"I have accomplished nothing."
"You have tried to make my way easy here; and you have had no end of trouble. I am not as dull as I look, Larry."
"If I have deceived you it has been with an honest purpose."
"I don't question that. But Helen has been giving you a great deal of trouble, hasn't she? You don't quite make her out; isn't that true?"
"I understand her perfectly," I averred recklessly.
"You are a daring young man, Larry, to make that statement of any woman. Helen has not always dealt honestly with you—or me!"
"She is the noblest girl in the world; she is splendid beyond any words of mine. I don't understand what you mean, Miss Holbrook."

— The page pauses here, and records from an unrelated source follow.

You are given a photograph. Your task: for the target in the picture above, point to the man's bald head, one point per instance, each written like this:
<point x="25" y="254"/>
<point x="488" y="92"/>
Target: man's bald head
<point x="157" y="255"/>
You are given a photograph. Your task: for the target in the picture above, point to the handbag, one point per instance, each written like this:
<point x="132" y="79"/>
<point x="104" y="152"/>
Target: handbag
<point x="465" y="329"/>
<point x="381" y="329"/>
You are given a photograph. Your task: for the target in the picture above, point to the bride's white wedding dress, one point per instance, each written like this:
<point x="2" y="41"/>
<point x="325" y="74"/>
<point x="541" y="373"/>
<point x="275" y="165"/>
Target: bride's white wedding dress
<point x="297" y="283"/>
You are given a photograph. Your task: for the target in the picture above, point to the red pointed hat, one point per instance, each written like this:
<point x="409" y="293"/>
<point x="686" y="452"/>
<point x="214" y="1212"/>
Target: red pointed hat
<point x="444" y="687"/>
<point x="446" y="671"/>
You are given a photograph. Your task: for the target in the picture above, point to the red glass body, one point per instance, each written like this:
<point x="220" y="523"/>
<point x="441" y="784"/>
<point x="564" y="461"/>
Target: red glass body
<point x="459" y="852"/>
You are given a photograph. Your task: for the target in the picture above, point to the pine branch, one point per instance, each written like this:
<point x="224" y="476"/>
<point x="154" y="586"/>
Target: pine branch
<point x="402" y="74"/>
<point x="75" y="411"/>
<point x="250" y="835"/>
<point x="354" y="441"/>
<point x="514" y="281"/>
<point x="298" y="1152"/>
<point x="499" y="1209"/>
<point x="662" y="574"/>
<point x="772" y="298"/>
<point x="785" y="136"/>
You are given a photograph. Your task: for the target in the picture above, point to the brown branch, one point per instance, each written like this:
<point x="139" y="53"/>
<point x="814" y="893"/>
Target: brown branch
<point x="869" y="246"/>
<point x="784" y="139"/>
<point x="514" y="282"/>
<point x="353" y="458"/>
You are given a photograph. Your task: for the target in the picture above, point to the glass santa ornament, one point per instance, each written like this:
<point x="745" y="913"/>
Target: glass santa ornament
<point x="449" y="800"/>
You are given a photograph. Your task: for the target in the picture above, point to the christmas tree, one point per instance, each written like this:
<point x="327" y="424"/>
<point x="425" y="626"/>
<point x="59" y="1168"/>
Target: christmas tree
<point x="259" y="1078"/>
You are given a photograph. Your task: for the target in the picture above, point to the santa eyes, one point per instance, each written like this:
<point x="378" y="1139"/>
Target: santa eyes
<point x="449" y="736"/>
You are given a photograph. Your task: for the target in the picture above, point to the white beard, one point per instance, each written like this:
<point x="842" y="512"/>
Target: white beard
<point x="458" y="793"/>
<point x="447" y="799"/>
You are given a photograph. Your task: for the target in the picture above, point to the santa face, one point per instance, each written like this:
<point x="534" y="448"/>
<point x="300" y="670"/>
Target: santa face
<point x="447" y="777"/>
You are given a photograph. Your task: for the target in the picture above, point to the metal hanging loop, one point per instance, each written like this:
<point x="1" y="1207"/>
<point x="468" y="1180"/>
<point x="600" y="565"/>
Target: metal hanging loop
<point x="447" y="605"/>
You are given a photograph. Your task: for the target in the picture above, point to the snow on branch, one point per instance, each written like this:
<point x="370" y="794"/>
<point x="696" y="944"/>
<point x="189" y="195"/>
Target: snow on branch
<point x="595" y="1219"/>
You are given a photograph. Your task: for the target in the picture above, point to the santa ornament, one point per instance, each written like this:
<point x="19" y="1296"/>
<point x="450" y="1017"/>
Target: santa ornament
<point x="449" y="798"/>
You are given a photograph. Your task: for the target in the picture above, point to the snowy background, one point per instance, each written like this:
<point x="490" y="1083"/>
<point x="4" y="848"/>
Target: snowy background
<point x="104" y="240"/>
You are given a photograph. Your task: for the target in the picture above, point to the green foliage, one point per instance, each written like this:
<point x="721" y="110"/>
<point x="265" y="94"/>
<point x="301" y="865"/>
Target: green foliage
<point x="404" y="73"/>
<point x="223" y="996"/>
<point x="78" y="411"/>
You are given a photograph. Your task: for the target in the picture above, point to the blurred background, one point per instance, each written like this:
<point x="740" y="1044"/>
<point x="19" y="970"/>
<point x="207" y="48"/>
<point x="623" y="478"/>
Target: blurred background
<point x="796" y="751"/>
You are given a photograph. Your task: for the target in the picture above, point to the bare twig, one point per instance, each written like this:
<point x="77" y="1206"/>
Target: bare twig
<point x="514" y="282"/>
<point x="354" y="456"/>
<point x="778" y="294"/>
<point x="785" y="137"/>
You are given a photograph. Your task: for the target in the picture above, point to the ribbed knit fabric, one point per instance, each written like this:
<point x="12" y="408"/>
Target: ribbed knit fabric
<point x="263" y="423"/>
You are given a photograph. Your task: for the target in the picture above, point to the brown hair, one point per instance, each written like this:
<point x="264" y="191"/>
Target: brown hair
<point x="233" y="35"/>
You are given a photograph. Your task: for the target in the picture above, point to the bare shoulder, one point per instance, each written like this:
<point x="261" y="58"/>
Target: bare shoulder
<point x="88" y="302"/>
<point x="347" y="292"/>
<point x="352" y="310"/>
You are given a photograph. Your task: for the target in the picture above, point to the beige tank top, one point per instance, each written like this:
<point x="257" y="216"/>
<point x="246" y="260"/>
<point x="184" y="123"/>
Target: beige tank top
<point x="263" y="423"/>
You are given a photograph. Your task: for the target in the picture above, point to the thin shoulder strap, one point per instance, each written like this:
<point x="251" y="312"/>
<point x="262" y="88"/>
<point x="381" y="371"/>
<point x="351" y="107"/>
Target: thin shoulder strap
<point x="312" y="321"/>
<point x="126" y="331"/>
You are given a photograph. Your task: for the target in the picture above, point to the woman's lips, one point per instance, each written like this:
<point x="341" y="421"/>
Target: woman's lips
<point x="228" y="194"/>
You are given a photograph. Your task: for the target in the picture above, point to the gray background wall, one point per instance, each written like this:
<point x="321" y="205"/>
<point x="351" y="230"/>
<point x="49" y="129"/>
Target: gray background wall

"Larry, you dear boy, I am no more blind or deaf than I am dumb! Helen has been seeing her father and Reginald Gillespie. She has run off at night, thinking I wouldn't know it. She is an extremely clever young woman, but when she has made a feint of retiring early, only to creep out and drop down from the dining-room balcony and dodge your guards, I have known it. She was away last night and came creeping in like a thief. It has amused me, Larry; it has furnished me real diversion. The only thing that puzzles me is that I don't quite see where you stand."
"I haven't always been sure myself, to be frank about it!"
"Why not tell me just how it is: whether Helen has been amusing herself with you, or you with Helen."